Picking
Up Where We Left Off: The Financial Reporting Cube
As we recall, we set
out in Part I of this article to build a basic Financial
Reporting cube. Along the way, we discussed some of the high-level
requirements one would expect to find in standard financial reporting,
including balance sheets, income statements, accounts receivable and accounts
payable reports. Beginning with the creation of a core Expense cube, we
looked at the components of a cube that could be used to partially support a
simple Income Statement, introducing new concepts to our growing knowledge
about Analysis Services as they became useful. Throughout the lesson, we
re-traced many of the common steps we transition in building any cube, as we
began the construction of a sample finance cube for our hypothetical financial
reporting department.
In Part I we performed setup of the core cube, focusing first on the expense
side of the Income Statement. As we noted, the sample database that we used
does not include a "financial statements fact table;" it focuses more
on the revenues side of the equation in the construction of the ubiquitous
Sales cube that it presents (and that virtually all subject matter authors
select) as a handy model for tutorial and other purposes.

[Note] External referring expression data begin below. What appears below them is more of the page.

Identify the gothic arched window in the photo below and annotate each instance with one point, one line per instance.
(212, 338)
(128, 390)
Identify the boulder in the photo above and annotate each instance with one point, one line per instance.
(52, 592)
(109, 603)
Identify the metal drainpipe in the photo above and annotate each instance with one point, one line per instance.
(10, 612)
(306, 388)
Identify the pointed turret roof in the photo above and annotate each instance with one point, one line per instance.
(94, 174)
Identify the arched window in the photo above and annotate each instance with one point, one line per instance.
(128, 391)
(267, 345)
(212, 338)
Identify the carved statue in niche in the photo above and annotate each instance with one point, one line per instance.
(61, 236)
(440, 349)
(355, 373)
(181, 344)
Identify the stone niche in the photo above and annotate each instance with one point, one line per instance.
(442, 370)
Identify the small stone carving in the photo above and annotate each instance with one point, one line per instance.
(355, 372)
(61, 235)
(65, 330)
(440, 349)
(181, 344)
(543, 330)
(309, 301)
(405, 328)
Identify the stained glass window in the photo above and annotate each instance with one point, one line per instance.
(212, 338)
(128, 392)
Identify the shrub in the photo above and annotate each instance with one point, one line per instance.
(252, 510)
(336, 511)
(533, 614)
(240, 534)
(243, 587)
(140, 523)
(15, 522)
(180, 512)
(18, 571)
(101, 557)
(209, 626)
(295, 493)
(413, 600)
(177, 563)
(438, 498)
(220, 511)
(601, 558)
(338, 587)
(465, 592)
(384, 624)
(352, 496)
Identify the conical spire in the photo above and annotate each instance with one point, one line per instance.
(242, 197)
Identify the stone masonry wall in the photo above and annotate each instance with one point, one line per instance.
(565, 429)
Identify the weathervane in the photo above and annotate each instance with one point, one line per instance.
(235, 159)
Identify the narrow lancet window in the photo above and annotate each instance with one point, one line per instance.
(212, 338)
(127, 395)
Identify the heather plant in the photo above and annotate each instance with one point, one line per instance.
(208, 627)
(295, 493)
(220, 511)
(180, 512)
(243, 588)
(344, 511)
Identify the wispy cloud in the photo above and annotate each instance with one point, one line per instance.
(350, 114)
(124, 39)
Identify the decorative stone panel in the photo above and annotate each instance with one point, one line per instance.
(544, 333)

Our focus is the
construction of a cube in a way that reflects reality - and that presents scenarios
where the data that we want to analyze are scattered in various tables
throughout the database.
As we begin the second
half of the lesson, our next step is to pull the sales data into our Financial
Reporting cube, and show how we can then integrate the expense and revenue
data in a way that revenues are matched with the direct costs of generating
those revenues. (Sales are matched with the costs of sales, i.e.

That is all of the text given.